C’est un apport très riche qui demande naturellement un travail d’analyse approfondi. Néanmoins, je peux d’ores et déjà vous dire que plusieurs points semblent faire consensus :

  1. D’abord, les réponses soulignent l’importance du contexte macroéconomique et de la stabilité du cadre législatif, réglementaire et fiscal pour soutenir l’investissement à long terme.

  2. Ensuite, il apparaît clairement qu’il n’y a pas une solution miracle pour favoriser l’investissement à long terme, et qu’il est nécessaire d’agir simultanément sur plusieurs leviers.

  3. Parmi ces leviers, il est indispensable d’accompagner la diversification du système de financement européen, en gardant une place importante aux banques tout en développant les opportunités pour les investisseurs institutionnels et le financement par le marché.

  4. Enfin, un point fort de consensus : l’encouragement à l’investissement de long terme exige une action commune, en impliquant les marchés, les Etats membres, l’Europe et les autres régions du monde. Ce n’est d’ailleurs pas un hasard si le G20 a décidé pour la première fois cette année de lancer des travaux sur le sujet.

Naturellement, il ne s’agit là que de premières constatations, assez générales, sur la base des réponses reçues. Nous continuons d’analyser les propositions, en ne négligeant aucune piste, qu’elles concernent la modernisation du secteur bancaire, le rôle croissant à donner aux investisseurs institutionnels et aux marchés financiers ou la recherche de nouvelles formules de financement, comme le crowdfunding, sur lequel une consultation est ouverte jusqu’au 31 décembre.

Une piste à explorer en particulier concerne les produits dont doivent disposer les épargnants pour leurs investissements de long terme. Plusieurs modèles existent au niveau européen, comme le livret A, les livrets postaux et les différentes formes des comptes d'épargne. Nous devons en examiner les caractéristiques, et la possibilité de proposer un instrument complémentaire au niveau européen, ce que j'appelle un Livret bleu.

Nous devons aussi nous pencher sur l’épargne retraite, en examinant là aussi la faisabilité d'instruments européens – par exemple un instrument de pension personnelle (ce qu’on appelle en jargon bruxellois un « 29ème régime »).

Enfin, je rappelle que nous avons proposé que les futurs Fonds européen d’investissement à long terme soient justement ouverts aussi aux épargnants individuels.

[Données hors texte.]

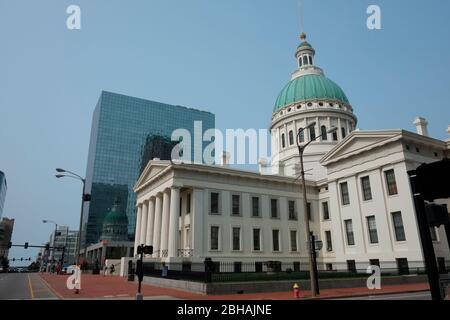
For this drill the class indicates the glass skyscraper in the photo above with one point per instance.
(126, 133)
(2, 192)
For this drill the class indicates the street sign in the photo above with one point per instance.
(319, 245)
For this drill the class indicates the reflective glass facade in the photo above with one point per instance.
(2, 192)
(126, 133)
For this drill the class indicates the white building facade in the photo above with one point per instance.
(358, 192)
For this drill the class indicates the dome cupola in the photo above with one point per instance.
(309, 100)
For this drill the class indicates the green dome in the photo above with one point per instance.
(310, 87)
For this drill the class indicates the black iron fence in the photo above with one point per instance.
(216, 271)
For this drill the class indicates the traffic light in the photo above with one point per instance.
(437, 215)
(148, 249)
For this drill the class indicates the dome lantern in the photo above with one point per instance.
(305, 53)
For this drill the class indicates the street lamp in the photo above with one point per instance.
(66, 173)
(54, 236)
(310, 244)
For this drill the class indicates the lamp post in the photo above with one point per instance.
(310, 245)
(54, 236)
(65, 173)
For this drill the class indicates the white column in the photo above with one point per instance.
(137, 231)
(144, 222)
(157, 226)
(197, 219)
(173, 224)
(150, 222)
(165, 221)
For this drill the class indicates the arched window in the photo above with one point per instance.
(335, 135)
(323, 132)
(312, 133)
(302, 136)
(291, 137)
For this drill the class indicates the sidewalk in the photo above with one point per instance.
(99, 287)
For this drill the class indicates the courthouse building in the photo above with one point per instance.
(359, 196)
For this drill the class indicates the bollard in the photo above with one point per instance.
(296, 291)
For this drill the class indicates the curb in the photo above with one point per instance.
(371, 294)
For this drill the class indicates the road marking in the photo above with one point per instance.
(30, 287)
(50, 287)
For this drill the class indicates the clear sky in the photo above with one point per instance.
(230, 57)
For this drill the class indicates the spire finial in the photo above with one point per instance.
(302, 27)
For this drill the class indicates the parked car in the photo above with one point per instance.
(69, 269)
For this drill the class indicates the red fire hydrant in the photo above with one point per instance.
(296, 290)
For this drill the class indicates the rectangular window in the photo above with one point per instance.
(398, 226)
(345, 198)
(258, 266)
(433, 234)
(349, 232)
(274, 208)
(309, 211)
(367, 192)
(372, 227)
(214, 238)
(276, 240)
(188, 204)
(326, 212)
(236, 238)
(328, 240)
(256, 239)
(391, 183)
(441, 265)
(351, 266)
(236, 204)
(292, 213)
(402, 266)
(293, 240)
(255, 206)
(374, 262)
(214, 203)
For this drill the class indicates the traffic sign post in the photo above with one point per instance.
(430, 182)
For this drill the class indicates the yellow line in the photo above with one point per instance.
(30, 286)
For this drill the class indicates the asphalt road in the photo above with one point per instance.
(21, 286)
(425, 295)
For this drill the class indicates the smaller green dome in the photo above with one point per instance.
(310, 87)
(304, 44)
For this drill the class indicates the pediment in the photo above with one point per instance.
(152, 169)
(358, 142)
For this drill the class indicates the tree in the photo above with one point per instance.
(4, 262)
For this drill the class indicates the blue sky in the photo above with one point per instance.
(230, 57)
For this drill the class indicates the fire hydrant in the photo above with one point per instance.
(296, 290)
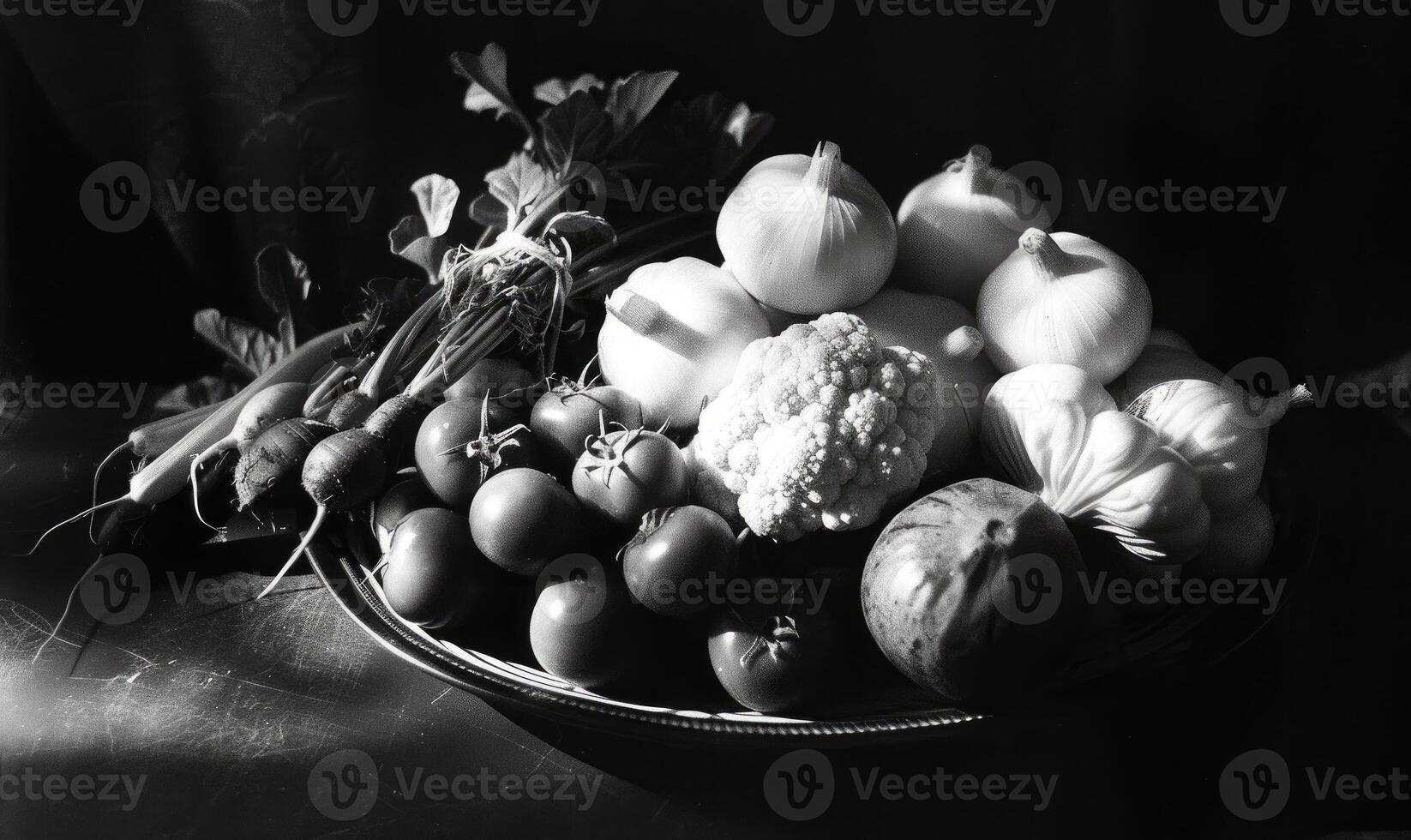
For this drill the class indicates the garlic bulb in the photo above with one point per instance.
(960, 225)
(1052, 429)
(673, 333)
(946, 333)
(1064, 300)
(808, 235)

Sur la base de ce travail d’analyse, nous proposerons début 2014 un plan d’action qui devraient comprendre des mesures législatives – comme la révision de la directive sur les droits des actionnaires, mais aussi la finalisation de la calibration des nouvelles règles de solvabilité pour les assurances et, je l’espère, la révision de la directive IORPS – mais aussi des actions non législatives, basées sur l’échange de bonnes pratiques, le lancement d’analyses ciblées et l’encouragement à certaines initiatives privées.

Mesdames et Messieurs,

Tout le travail de régulation financière, mais aussi d’assainissement budgétaire et de réforme de la gouvernance de la zone euro que nous avons mené depuis quatre ans nous a permis d’éliminer les principaux risques systémiques qui menaçaient l’Europe.

Il est maintenant temps que les investisseurs et les épargnants reprennent confiance et se tournent à nouveau vers le financement de projets à long terme.

Le plan d’action que nous présenterons dans les prochains mois vise justement à accompagner ce changement, en prenant des mesures appropriées de soutien au financement de long terme.

Pour réussir cette révolution, nous devons miser sur l’intelligence collective et sur des débats comme celui que la Caisse des dépôts et le Comité des régions nous proposent aujourd’hui. Je vous encourage donc à être créatifs et je vous remercie pour votre attention.